Andy Dickerson, Russ Ruehrwein and Chris Kells were on that 1986 squad that qualified for the postseason and finished 9-2 after losing to eventual state champion Fairfield in the first round.
Milford lost the season opener to Loveland but won nine consecutive games after that. The Eagles also won the Eastern Metro League championship -- the only conference football title in school history, according to Trout.
Chris, 49, is father of Cameron. Dickerson, 48, is the father of junior wide receiver AJ Dickerson, while Ruehrwein, 48, is the father of sophomore running back/defensive back Clay Ruehrwein.
AJ and Cameron are 16. Clay is 15. The Milford players have heard about that ’86 team from their dads. They want to change the expectations. So do the coaches.
Dickerson, Ruehrwein and Kells sit together for all the Milford football games. Sometimes they reminisce.
“It’s funny -- it’s like we are going through game film,” Andy Dickerson said. “It’s like we know what the other team is going to do. We are our weaknesses and we talk about our chances.”
The dads take pride in that ’86 squad, but they’ve had their time in the sun. They’re eager for their sons to have that postseason opportunity.
“It would be very special for the boys,” Chris Kells said.
A new perception
Dickerson recently wore his Milford hat to a basketball game and was complimented by someone who has heard about the football team this season.
Russ Ruehrwein said the negativity around the program has diminished significantly. There is a different vibe at the games.
"They're so hungry," Grippa said. "They've been used to being the doormat and everyone kind of made fun of the team. That's not going to happen anymore."
There were critics after a Week 3 shutout loss to Kettering Fairmont; some said it would the same type of Milford football season.
But the fathers say this is different. This season is a foundation for the future, too.
“It’s completely changed,” said Chris Kells, who was a kicker and punter on the ’86 team. “Winning will change the perspective of the community and that’s what they’re doing.”
Milford received new uniforms this season. Grippa deflects the credit. His motto of “Win the day” is no secret. A belief in hard work is evident throughout the program.
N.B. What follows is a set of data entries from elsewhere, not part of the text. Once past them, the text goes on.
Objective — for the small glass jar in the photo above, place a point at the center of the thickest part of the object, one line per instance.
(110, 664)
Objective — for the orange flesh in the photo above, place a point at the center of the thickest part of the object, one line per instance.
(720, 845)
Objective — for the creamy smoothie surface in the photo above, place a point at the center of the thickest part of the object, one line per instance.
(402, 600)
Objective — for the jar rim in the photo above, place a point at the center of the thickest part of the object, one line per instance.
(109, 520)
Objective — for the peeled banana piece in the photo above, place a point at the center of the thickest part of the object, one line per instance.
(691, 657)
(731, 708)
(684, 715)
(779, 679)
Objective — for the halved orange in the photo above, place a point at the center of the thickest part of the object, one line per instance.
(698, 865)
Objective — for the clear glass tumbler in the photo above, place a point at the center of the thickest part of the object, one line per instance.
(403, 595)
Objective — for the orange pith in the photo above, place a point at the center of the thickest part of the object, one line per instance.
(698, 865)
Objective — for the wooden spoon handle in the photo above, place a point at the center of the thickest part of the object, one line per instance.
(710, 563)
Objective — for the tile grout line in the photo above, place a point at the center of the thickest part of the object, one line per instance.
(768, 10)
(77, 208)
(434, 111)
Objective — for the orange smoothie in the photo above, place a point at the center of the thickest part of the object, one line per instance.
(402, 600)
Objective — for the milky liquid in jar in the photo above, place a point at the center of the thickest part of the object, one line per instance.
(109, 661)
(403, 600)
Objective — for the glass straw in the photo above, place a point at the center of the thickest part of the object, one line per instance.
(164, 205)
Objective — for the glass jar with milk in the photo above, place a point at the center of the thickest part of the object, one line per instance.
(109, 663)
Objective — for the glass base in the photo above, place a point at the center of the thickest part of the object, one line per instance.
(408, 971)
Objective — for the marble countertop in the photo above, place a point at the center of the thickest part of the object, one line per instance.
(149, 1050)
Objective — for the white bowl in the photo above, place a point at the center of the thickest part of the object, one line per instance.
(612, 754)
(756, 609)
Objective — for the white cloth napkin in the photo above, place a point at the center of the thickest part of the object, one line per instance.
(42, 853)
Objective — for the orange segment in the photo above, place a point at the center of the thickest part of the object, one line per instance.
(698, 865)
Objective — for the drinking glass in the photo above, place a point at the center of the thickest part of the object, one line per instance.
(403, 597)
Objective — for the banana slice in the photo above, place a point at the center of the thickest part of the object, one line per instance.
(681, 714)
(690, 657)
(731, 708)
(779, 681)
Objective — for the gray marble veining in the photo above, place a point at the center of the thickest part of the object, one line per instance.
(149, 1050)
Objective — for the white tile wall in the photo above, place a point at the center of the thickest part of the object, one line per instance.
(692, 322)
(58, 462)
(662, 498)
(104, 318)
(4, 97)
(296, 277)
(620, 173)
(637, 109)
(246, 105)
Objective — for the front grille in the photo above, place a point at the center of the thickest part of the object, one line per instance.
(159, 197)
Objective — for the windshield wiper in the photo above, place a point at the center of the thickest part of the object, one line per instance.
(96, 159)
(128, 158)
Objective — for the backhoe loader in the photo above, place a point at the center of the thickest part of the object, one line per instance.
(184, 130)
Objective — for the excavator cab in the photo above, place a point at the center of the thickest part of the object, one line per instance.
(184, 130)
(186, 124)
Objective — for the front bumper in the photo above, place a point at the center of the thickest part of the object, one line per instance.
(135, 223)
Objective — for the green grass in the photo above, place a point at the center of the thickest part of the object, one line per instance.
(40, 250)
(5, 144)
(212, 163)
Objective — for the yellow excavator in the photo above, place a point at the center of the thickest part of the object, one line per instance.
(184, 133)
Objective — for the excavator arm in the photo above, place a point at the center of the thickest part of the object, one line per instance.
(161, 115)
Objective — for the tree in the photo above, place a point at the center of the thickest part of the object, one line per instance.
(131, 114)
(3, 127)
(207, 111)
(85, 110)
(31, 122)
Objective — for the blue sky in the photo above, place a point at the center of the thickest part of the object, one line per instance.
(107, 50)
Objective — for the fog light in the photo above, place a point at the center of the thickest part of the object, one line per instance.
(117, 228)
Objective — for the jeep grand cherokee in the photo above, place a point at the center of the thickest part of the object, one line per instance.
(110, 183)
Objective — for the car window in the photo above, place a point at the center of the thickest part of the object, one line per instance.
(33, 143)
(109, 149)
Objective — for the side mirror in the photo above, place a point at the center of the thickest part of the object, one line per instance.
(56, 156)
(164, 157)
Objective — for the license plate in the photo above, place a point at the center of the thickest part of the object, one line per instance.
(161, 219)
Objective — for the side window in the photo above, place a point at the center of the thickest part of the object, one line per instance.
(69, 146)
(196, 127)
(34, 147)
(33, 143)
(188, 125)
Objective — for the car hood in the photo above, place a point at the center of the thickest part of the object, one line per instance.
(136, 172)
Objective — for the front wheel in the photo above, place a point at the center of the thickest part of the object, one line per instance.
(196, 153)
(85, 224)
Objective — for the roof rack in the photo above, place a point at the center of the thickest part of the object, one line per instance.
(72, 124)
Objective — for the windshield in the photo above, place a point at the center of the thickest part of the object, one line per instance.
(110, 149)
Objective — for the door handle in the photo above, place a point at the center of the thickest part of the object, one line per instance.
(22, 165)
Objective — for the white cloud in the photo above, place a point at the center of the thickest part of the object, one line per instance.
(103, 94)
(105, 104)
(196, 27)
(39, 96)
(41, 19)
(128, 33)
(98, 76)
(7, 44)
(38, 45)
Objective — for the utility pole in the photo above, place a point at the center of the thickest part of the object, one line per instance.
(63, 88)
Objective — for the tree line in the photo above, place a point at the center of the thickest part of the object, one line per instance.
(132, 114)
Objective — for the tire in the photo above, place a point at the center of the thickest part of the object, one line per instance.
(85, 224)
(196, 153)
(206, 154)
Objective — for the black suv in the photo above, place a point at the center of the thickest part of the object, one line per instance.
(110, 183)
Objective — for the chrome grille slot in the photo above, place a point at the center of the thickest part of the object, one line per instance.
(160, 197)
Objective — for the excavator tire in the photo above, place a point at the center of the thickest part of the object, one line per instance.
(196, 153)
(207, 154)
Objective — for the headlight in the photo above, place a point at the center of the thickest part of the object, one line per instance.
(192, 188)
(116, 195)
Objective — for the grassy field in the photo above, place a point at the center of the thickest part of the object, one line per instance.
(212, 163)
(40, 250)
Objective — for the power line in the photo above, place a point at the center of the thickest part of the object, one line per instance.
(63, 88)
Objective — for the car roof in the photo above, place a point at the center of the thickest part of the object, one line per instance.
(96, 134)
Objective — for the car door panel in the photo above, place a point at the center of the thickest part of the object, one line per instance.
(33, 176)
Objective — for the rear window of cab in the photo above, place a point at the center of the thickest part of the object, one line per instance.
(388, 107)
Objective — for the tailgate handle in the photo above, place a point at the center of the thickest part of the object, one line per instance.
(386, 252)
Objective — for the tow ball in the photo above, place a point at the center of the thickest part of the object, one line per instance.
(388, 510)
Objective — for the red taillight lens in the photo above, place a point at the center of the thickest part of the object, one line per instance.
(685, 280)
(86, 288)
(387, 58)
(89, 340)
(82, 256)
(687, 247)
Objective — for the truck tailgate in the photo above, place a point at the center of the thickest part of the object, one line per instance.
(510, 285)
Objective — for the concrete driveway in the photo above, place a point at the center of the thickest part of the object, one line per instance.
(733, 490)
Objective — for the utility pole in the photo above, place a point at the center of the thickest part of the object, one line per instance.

“I think what coach Grippa has done is instill confidence in the boys,” Dickerson said. “I kind of feel like he makes them believe in themselves and that’s huge.”
AJ Dickerson, who didn’t play on the team in 2016, has enjoyed everything about the season. Winning has had that type of impact.
“Last year there were barely any people at the games because I was in the stands watching,” AJ Dickerson said. “Now, the stands are packed and people are standing on the track watching the games. It’s pretty cool. “We’re not just playing for us anymore, we’re playing for the community.”